Рассказы и стихи [публикации 2013 – 2017 годов] - Страница 71


К оглавлению

71

С утра по бригаде шастает комиссия из политуправления фронта. Больше всех, говорят, песочит какой-то полковник. Зверь, говорят. Но у нас порядочек. Ждем пополнение. Учимся потихонечку. Известное дело — бригада на формировании. Тоска.

Комиссия нагрянула внезапно, хоть мы и ждали ее прихода. Спустился в нашу землянку полковник. Дородный такой. Как наша мебель. За ним — дежурный по бригаде и еще два офицера из политотдела.

Я скомандовал, доложил. Постарался. Показал выправку. Сразу смекнул, кто он есть и что ему придется по вкусу. Пожалуйста. Нам не жалко.

Начбой объяснил про «балду».

Полковнику это понравилось меньше, чем мой доклад. Сказал, что лучше бы занимались политподготовкой. Но так сказал, не в приказном порядке.

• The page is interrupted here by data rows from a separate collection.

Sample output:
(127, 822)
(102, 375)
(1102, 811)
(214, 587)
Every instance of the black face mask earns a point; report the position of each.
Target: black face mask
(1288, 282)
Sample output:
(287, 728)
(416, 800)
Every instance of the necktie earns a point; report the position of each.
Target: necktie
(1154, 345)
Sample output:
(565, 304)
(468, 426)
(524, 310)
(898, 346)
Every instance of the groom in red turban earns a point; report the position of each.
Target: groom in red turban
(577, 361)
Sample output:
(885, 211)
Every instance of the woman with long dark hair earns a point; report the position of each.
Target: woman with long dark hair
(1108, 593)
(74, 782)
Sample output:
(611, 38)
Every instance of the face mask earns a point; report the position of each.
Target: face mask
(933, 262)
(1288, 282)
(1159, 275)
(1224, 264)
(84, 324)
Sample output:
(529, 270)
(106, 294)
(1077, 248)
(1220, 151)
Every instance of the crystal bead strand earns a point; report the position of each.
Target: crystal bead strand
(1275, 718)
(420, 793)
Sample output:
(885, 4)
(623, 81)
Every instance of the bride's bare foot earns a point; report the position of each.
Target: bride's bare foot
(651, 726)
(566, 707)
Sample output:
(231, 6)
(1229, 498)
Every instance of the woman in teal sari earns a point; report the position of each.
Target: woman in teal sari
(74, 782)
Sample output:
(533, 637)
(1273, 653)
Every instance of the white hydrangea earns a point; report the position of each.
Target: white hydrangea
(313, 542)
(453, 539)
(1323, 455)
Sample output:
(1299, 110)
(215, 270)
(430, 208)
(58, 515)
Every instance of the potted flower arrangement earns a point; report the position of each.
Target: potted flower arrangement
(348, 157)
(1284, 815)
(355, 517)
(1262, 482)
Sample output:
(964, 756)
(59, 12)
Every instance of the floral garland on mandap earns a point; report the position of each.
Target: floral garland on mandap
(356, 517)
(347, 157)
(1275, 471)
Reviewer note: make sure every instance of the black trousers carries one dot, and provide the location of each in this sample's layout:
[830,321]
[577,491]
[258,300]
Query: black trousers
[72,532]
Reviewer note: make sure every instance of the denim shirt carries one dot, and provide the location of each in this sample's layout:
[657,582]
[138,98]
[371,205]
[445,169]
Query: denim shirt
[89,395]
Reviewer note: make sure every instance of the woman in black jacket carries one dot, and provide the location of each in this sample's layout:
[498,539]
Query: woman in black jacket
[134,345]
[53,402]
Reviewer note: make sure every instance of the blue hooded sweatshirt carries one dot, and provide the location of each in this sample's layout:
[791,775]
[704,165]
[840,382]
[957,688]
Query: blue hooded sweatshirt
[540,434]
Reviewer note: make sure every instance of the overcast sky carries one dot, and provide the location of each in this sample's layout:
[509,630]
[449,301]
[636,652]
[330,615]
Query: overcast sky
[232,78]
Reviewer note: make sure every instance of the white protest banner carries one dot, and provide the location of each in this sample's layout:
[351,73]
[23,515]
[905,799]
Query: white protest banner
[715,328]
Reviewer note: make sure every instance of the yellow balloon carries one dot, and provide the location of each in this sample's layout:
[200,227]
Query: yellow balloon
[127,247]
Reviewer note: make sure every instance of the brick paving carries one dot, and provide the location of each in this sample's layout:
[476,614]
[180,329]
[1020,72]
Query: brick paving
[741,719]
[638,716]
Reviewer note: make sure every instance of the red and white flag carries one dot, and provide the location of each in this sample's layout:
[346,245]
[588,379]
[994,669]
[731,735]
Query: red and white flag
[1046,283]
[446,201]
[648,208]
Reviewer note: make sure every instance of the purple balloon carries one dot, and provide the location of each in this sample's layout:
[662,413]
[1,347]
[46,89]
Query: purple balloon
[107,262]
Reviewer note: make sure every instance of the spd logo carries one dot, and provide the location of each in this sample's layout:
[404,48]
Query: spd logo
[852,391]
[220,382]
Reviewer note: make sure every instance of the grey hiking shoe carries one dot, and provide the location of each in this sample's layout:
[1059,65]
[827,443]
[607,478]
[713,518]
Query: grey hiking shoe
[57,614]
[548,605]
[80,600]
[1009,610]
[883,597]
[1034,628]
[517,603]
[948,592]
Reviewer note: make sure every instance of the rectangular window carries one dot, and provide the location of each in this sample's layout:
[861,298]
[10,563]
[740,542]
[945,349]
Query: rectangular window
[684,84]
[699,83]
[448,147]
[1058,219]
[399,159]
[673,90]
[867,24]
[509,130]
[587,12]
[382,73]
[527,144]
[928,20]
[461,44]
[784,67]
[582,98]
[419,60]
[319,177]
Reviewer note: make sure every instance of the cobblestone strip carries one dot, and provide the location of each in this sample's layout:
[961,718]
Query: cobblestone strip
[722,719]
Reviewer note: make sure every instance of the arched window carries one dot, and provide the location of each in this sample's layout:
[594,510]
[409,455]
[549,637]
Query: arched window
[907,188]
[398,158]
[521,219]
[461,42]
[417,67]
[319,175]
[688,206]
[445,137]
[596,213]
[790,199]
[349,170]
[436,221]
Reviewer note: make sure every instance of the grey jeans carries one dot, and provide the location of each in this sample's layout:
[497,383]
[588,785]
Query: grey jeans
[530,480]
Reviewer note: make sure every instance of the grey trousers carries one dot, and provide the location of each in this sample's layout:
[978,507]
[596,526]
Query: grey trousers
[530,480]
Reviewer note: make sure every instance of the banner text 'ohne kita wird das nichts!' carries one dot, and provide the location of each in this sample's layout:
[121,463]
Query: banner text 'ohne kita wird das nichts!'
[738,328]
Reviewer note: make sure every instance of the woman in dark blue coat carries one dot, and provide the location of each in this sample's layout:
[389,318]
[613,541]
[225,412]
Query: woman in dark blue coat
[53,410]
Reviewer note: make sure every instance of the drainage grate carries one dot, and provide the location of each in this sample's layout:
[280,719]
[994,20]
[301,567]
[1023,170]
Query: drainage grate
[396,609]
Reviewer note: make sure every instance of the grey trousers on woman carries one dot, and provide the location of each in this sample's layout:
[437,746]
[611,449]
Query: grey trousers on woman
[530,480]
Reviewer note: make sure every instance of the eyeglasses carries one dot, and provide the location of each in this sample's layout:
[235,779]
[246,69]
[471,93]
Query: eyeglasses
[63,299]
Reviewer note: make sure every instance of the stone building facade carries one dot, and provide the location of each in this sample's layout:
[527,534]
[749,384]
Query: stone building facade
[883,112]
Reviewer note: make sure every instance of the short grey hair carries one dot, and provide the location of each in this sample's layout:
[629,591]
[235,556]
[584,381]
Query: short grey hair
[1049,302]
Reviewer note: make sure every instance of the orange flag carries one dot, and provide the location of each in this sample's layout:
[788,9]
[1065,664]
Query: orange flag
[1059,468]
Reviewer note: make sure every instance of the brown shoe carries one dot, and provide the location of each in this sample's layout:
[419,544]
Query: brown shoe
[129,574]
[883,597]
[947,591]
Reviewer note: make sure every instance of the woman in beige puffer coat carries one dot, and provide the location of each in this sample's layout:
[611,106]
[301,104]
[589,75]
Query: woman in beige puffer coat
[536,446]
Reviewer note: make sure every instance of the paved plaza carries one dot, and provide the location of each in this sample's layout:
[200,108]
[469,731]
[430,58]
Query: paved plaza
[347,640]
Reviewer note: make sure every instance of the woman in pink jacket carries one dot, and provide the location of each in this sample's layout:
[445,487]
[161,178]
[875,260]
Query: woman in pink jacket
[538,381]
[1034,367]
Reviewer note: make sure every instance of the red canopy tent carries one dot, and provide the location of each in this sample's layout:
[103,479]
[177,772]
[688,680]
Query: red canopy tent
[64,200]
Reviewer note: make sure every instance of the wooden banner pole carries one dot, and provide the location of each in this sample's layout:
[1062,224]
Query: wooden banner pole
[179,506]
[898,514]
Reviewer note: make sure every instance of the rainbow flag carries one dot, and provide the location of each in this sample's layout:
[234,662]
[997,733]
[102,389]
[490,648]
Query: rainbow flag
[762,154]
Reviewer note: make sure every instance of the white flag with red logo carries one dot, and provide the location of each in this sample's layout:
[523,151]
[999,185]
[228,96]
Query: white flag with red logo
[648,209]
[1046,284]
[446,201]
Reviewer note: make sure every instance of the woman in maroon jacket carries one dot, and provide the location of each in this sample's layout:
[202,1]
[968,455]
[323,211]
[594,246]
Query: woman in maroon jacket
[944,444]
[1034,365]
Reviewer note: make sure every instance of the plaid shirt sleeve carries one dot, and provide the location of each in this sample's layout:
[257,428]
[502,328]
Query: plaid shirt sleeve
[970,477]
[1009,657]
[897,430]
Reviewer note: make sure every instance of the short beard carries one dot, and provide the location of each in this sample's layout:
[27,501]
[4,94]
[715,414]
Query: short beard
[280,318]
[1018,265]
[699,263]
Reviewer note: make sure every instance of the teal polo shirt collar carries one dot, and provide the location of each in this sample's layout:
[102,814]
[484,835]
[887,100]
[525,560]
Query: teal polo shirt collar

Осмотрел землянку. С одобрением вроде. Собирался уже уходить. И вдруг глаза его аж выкатились наружу. Пальцем только тычет в картину и молчит, задыхаясь от гнева.

А картина под потолком над лежанкой у моего изголовья, в правом углу от входа. Темновато там. К тому же, она в глубине широкой многоступенчатой рамы с потускневшей позолотой.

Стоит полковник немой от злости и пальцем упирается в воздух.

А Мадонна улыбается. Хорошо так улыбается. Держит на руках младенца и улыбается. Добрая.

А мы еще ничего не понимаем. И офицеры из политотдела, видать, тоже не понимают.

И тут как вывалится из полковника:

— Кто разрешил икону в офицерской землянке?

Спятил он, что ли? При чем тут икона? И вообще, какая может быть икона у еврея? Да еще такого убежденного атеиста. Но я и рта раскрыть не успел.

Все это произошло быстрее, чем выстрел. Полковник выхватил финку с наборной рукояткой из-под полы кителя, кинулся на лежанку да по Мадонне ножом — рраз. Я аж ахнул. Будто в меня финку всадили. Никакого трофея не нужно было мне. Только одну Мадонну принес я из имения. За что же он ее так?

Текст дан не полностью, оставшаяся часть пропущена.